People are naturally inclined to respond quicker to negative versus positive events, which can explain why so many of us are fearful of receiving feedback on our work performance. But understanding how you can improve your work performance is often the key to landing that promotion or taking that next step in you career.
If you're afraid of receiving feedback, here are 5 ways to cope:
1. Understand its importance
Sometimes understanding the 'why' is the first step to figuring out the 'how.' Feedback is important not just for your own performance but for those around you, particularly if you are in a management position. In that case, your co-workers depend on your ability to lead for their own career advancement and job performance. If you aren't yet in a management position and hope to get there someday, you need honest feedback to learn how you can improve your performance and which skills you need to hone to move up in the company.

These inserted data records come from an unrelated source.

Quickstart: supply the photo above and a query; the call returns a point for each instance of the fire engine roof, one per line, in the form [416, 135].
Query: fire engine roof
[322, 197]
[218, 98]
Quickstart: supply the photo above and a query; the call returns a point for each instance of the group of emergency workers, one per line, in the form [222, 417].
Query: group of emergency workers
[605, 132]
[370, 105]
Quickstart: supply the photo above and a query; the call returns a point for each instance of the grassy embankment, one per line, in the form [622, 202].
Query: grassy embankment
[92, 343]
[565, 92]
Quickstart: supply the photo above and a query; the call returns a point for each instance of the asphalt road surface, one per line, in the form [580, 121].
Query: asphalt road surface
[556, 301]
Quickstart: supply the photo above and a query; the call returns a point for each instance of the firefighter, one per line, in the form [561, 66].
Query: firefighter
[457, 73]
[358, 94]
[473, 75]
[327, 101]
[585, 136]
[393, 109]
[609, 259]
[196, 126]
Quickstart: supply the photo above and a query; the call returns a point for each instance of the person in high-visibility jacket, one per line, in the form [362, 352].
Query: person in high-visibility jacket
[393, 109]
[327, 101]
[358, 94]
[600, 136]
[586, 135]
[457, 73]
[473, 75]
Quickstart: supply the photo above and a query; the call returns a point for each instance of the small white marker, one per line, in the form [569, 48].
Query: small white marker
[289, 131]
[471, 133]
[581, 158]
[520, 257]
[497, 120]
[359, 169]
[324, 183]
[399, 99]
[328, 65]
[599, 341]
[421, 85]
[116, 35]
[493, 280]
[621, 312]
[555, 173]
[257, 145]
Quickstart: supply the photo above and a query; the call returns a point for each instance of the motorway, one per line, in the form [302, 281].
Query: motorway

2. Remember it isn't all negative
Feedback isn't all negative, although what we often remember most vividly is the constructive feedback we receive. Feedback is also positive and zeros in on what you do well. Focus on remembering positive feedback you receive. You might start to find you actually receive positive feedback throughout the week.
3. Rethink the conversation
Receiving feedback doesn't need to be a one-way conversation in which your manager or supervisor offers feedback and you sit back and take it. This can be an opportunity to find out how your actions impact and influence others and clear up any misunderstandings you have with your supervisor.
4. Give your own feedback
The main reason we fear feedback is a fear of feeling criticized and defeated. But performance feedback isn't necessarily personal. Take a step back to give yourself objective feedback. If feedback is coming in the form of an annual review, prepare by reviewing your performance and coming up with your own analysis of what you did well and how you can improve. This exercise can help you see that performance feedback is more objective than you think, and it can also help you slow down and focus on what specific steps you can take to succeed.
5. Reframe your feedback
We often take constructive criticism as an attack on our personality, which is why it can sting, at least initially. Take some time to really think about your performance review, and reframe the feedback to figure out how your assessment can turn into positive results for you and your team. You may find out that your weakness in your current position can be a strength in another position.
Receiving constructive feedback about your job performance is essential for improving in your position and moving up in your career. Take some time to prepare for an annual review ahead of time, and work on self-assessment throughout the year to evaluate your performance and come up with an actionable plan for success.